Crate bset[][src]

Fast and compact sets of bytes or ASCII characters, useful for searching, parsing and determining membership of a given byte in the given set. They don’t use any allocation, nor even any std features. In fact, all of the provided functions are const, so they can be freely constructed at the compile time

Sets

This crate exports two set types - ByteSet for a set of general bytes and AsciiSet for a set restricted to the range of ASCII characters. The is two times smaller in the memory, but comes with a slight performance trade-off in having to check whether the given character belongs to the ASCII range.

use bset::AsciiSet;

const OP: AsciiSet = AsciiSet::new().add_bytes(b"+-*/%&|^");
assert!(OP.contains(b'%'));

The sets are implemented as an array of pointer-sized bit masks.

Stack of sets

Inspired by this article by Maciej Hirsz, this crate provides a way to stack multiple sets into one structure to gain even more performance. To not slow it down, sets are “obtained” from the given stack at the type level. For this, the module bits contains types B0, B1, …, B7 representing indices of a set in the stack. Because const fns currently don’t support generic functions, the sets are indexed by the order they were added to the stack.
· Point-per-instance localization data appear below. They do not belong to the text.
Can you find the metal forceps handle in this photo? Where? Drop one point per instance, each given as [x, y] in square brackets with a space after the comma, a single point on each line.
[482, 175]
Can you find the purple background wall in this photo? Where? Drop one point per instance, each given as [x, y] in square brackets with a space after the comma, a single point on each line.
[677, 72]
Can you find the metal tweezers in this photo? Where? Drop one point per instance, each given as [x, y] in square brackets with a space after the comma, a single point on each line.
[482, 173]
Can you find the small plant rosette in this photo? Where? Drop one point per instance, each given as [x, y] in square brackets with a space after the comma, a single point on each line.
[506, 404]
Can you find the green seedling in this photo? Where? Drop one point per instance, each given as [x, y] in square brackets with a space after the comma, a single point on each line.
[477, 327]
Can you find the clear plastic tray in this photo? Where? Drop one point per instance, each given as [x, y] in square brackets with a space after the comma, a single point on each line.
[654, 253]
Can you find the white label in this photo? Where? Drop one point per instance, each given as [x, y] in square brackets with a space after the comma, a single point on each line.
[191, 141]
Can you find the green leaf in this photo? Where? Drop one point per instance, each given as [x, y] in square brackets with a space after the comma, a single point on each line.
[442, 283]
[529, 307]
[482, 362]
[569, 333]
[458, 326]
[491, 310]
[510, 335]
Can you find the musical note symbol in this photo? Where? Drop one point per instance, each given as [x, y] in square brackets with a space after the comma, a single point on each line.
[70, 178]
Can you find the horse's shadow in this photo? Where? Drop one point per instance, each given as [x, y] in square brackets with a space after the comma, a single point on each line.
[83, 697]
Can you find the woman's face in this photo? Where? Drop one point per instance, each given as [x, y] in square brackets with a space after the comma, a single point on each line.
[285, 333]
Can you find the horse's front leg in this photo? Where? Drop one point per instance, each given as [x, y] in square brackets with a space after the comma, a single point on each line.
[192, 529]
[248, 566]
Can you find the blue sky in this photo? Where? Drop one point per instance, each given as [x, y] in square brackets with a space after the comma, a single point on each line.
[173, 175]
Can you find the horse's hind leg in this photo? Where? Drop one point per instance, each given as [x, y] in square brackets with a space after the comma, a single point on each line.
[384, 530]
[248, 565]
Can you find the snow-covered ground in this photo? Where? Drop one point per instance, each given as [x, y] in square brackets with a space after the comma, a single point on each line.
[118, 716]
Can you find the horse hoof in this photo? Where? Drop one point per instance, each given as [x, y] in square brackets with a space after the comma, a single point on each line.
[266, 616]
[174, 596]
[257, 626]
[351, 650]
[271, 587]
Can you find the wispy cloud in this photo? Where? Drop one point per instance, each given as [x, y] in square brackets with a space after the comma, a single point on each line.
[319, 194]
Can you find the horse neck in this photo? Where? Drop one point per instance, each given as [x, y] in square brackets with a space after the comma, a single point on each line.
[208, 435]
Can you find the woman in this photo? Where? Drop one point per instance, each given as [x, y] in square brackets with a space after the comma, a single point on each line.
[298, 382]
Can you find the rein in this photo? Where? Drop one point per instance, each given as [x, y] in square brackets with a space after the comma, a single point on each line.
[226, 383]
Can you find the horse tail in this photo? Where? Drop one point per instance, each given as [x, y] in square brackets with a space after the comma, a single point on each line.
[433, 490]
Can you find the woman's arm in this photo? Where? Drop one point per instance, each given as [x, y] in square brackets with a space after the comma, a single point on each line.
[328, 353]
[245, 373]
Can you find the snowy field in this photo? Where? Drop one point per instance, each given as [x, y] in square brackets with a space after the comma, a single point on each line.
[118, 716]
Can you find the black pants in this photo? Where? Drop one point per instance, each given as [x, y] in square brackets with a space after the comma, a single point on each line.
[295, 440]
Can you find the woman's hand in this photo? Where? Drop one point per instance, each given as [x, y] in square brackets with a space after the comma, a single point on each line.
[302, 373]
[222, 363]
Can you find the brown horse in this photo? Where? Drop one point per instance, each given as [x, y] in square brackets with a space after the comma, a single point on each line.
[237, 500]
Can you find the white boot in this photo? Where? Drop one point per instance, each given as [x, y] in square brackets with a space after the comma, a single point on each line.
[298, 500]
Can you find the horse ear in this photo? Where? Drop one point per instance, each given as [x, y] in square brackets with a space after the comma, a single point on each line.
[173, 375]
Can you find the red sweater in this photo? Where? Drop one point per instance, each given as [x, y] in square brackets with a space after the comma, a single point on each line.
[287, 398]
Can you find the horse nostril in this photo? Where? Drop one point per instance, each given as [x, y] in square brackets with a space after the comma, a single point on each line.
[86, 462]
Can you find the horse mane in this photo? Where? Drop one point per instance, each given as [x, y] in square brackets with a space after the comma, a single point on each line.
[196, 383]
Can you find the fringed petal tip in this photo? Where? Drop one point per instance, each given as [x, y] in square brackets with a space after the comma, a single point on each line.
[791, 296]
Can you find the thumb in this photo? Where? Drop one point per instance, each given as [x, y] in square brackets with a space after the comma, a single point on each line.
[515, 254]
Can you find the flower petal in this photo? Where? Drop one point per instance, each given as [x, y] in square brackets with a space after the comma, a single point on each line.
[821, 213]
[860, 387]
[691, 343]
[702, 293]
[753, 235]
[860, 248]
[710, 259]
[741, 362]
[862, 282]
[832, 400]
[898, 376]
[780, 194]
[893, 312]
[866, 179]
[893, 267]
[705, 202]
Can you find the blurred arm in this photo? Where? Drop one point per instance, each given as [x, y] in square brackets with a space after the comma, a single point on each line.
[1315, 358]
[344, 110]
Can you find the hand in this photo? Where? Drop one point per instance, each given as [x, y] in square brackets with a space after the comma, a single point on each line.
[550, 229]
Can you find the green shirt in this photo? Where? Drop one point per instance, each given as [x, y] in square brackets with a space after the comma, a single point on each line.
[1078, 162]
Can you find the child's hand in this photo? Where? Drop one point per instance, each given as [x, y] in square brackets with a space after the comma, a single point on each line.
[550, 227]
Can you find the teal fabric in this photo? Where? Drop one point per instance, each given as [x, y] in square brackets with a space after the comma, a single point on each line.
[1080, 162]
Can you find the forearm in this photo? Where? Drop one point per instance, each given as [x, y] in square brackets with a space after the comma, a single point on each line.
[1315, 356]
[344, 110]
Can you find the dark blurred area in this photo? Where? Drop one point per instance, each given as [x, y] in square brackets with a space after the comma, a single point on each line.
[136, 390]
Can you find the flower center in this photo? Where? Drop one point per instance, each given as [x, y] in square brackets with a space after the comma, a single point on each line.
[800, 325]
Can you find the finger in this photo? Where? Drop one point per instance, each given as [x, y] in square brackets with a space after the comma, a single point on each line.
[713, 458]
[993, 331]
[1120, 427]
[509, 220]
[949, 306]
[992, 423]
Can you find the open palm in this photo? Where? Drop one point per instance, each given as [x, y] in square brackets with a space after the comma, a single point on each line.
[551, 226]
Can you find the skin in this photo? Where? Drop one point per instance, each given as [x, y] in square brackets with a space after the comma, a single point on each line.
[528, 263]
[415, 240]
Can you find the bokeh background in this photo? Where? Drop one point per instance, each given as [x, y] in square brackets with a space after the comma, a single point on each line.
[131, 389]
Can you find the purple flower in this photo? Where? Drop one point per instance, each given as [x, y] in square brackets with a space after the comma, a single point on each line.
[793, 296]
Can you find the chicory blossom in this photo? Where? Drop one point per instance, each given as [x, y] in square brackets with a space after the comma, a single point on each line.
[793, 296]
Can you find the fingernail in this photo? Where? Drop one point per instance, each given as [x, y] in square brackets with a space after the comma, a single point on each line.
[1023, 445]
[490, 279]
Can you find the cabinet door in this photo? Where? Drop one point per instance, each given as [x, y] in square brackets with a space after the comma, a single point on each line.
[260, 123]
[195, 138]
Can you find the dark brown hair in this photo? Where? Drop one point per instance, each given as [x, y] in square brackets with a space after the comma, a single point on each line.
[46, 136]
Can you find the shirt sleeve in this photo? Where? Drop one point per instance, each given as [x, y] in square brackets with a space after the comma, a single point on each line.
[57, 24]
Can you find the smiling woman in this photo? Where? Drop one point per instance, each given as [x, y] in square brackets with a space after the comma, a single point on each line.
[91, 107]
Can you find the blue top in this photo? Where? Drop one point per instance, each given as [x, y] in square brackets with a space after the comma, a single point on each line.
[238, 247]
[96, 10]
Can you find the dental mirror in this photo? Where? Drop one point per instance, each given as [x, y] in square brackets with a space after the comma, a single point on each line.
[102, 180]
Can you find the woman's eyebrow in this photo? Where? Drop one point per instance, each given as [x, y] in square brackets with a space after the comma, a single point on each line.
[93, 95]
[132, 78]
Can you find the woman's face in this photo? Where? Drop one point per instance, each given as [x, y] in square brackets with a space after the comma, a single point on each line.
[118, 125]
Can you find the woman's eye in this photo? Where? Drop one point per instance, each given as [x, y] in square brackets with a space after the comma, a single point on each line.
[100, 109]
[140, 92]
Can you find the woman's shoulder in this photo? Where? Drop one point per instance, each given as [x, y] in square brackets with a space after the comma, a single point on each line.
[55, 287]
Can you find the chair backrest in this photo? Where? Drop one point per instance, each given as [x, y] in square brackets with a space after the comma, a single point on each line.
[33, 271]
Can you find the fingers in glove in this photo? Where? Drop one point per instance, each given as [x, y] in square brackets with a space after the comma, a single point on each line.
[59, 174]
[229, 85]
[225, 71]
Type aliases can be used to identify the sets within the stack:

use bset::{bits::*, ByteSet, ByteStack};
 
const BYTE_STACK: ByteStack<B3> = ByteStack::new()
    .add_set(ByteSet::DIGITS)
    .add_set(ByteSet::ALPHABETIC)
    .add_set(ByteSet::new().add_bytes(b"+-*/%&|^"));
type Digits = B0;
type Alphabetic = B1;
type Operations = B2;
assert!(BYTE_STACK.contains::<Operations>(b'%'));

Again, there are two versions, ByteStack for all bytes and AsciiStack restricted to the ASCII range. Benchmarks show that testing the set membership is about 20% faster with stacked sets. They come with 8 times larger memory size (128/256 bytes vs. 16/32), which does not increase with the stacks added, so when 8 sets (the maximum number) are used in one stack, the memory size is equivalent.

Modules

bits

Types that denote the position of a byte set within a byte stack.

Structs

AnyByteSet

A compact set of bytes. Only particular instances - AsciiSet and ByteSet can be constructed.

AnyByteStack

A compact stack of up to 8 byte sets for fast lookup. Only particular instances - AsciiStack and ByteStack can be constructed.

Constants

ASCII_RANGE_LEN

Range of ASCII characters.

BITS_PER_CHUNK

Number of bytes in one chunk of the mask.

CHUNKS

Number of chunks in the ASCII set.

CHUNK_SIZE

Size of one chunk of the mask in the implementation of byte sets.

Type Definitions

AsciiSet

A compact set of ASCII bytes. Spans only 16 bytes.

AsciiStack

A compact stack of up to 8 ASCII sets for fast lookup.

ByteSet

A compact set of all bytes. Spans only 32 bytes.

ByteStack

A compact stack of up to 8 full byte sets for fast lookup.